Bougainville’s president, John Momis, then imposed an indefinite moratorium on mining in Panguna. He expressed concerns that the depth of local division on the issue could trigger tensions, even unrest, and undermine the region’s progress toward a referendum on independence set to be held on 15 June next year.
Although the Bougainville government has a 36.4% stake in BCL, Momis told Australia’s ABC News in January that “if we went ahead now, you could be causing a total explosion of the situation again,” referring to the devastating war on the island from 1989 to 1998 that left an estimated 20,000 people dead.
Nevertheless, debate about reopening the Panguna mine is unlikely to dissipate, as mineral extraction is believed by local leaders to be the only feasible economic option for driving the region’s fiscal self-reliance alongside ambitions of self-determination.
Other companies with rival bids to redevelop the Panguna mine are also waiting in the wings, including Australia-based RTG Mining, which has forged an alliance with local Mekamui tribal leaders.

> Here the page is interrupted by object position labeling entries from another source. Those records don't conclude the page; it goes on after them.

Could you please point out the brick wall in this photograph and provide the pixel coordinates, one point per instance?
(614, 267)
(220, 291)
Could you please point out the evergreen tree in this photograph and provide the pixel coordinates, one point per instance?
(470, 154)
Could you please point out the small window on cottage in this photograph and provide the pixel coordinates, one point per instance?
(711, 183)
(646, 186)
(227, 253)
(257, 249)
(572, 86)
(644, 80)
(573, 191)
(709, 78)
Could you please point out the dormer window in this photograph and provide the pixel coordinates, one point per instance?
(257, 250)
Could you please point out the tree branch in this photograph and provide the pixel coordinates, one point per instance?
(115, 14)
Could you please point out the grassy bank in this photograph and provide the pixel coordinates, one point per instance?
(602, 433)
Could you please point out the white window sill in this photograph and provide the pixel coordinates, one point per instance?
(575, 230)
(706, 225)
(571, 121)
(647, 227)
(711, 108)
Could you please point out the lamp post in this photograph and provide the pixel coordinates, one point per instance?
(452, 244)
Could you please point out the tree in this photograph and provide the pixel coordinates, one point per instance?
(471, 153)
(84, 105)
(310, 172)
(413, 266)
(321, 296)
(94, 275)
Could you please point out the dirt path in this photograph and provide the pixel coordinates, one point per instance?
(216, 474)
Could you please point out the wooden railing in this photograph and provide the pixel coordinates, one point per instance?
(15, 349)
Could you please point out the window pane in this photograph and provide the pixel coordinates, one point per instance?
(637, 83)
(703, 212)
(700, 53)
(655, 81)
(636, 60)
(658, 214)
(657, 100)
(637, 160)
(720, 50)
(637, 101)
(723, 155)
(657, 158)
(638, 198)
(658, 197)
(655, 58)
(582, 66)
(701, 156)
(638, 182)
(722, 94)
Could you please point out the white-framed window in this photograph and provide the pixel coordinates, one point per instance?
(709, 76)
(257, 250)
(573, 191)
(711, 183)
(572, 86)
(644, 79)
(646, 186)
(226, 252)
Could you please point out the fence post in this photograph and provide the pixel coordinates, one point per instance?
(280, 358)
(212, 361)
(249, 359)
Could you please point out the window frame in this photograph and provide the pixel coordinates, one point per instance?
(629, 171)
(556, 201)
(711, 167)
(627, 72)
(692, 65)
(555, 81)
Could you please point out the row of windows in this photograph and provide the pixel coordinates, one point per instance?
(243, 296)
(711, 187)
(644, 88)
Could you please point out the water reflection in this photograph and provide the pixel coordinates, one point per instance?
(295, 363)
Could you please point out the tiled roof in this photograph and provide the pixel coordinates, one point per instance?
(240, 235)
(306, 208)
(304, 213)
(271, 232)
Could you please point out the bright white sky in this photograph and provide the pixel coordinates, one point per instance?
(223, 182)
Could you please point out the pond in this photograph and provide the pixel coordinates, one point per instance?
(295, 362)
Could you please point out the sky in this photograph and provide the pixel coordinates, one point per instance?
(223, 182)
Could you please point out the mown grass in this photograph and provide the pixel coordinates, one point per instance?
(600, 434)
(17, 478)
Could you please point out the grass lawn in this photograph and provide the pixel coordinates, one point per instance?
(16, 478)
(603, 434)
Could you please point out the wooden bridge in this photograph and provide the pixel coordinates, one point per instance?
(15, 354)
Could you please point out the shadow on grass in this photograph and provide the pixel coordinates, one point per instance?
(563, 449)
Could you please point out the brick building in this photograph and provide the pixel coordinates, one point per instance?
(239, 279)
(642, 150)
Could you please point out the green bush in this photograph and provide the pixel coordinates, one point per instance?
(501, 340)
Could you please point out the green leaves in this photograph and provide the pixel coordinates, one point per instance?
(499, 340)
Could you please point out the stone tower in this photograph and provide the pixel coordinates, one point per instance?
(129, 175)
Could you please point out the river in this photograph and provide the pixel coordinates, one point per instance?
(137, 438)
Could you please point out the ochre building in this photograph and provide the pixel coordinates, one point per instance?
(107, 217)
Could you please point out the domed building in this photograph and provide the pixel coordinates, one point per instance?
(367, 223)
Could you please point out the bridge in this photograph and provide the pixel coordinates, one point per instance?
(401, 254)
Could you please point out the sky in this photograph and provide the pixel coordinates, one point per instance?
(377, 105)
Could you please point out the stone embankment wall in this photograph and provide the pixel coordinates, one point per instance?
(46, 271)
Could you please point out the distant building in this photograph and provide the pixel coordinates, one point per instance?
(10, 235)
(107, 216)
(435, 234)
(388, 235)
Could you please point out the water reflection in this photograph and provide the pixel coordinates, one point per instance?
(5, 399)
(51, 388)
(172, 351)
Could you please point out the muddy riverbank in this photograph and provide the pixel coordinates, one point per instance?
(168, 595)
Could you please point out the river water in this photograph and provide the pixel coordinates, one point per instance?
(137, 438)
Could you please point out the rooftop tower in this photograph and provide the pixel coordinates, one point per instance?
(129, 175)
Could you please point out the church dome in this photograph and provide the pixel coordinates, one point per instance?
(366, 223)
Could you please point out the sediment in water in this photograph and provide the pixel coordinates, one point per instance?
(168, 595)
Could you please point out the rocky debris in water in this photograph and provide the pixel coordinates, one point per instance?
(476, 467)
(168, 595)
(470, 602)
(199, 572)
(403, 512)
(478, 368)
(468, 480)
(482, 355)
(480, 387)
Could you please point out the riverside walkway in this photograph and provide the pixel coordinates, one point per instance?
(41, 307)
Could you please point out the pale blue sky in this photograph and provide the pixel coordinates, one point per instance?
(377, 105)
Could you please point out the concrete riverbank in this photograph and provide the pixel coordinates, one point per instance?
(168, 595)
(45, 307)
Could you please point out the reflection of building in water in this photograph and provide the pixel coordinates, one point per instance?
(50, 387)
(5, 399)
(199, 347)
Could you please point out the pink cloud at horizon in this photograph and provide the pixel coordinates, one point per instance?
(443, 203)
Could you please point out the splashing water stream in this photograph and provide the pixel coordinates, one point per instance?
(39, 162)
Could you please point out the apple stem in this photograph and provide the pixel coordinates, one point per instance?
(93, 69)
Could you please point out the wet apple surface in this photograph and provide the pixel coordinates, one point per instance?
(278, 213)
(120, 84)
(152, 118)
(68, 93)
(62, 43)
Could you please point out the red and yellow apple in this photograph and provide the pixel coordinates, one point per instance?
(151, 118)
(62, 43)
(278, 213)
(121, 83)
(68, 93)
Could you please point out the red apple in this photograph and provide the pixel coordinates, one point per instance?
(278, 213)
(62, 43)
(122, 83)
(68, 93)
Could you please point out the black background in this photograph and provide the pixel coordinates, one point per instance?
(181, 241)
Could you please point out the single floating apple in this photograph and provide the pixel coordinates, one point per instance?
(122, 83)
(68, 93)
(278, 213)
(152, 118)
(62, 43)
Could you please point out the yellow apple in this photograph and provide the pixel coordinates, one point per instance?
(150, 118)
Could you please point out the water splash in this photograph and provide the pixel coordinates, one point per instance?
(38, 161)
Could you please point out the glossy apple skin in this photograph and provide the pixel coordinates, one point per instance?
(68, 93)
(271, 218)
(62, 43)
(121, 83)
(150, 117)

Obtaining rights to customary land to build infrastructure and improve much-needed public services in Pacific island states, such as water, power, communications and transport, can also involve lengthy negotiations with traditional owners.
And delays, work stoppages and disruptions to projects easily follow when there are disagreements about the activities involved, the social and environmental impacts, or the nature and amount of compensation to be paid to landowners.
Yet, at the same time, the culturally entrenched role that customary landowners perform as “custodians of the land” could be seen as aiding environmental protection. In Panguna, it was the landowners who called for action on deforestation, soil erosion, crop degradation and the pollution of rivers and streams.
Panguna landowners Phillip Takaung and Lynette Ona believe the campaign they waged in the 1990s put them at the forefront of the then-burgeoning era of global environmental activism. “This is the first island in the world where we fought for the life of the people and for the environment,” Takaung said during an interview at the mine in 2016.
There is an increasing call by governments in the region for greater mobilisation of land as part of their larger aim to boost human development and standards of living. But there remains little will for land reform at the local level. Many clans and families still view land as vital for their economic and social survival, now and in the future.
And the long connection between local governance and landownership means that many chiefs and local leaders see external government and political control as unwanted interference and, in some instances, motivated by intentions to wrongly “steal” their land and its wealth.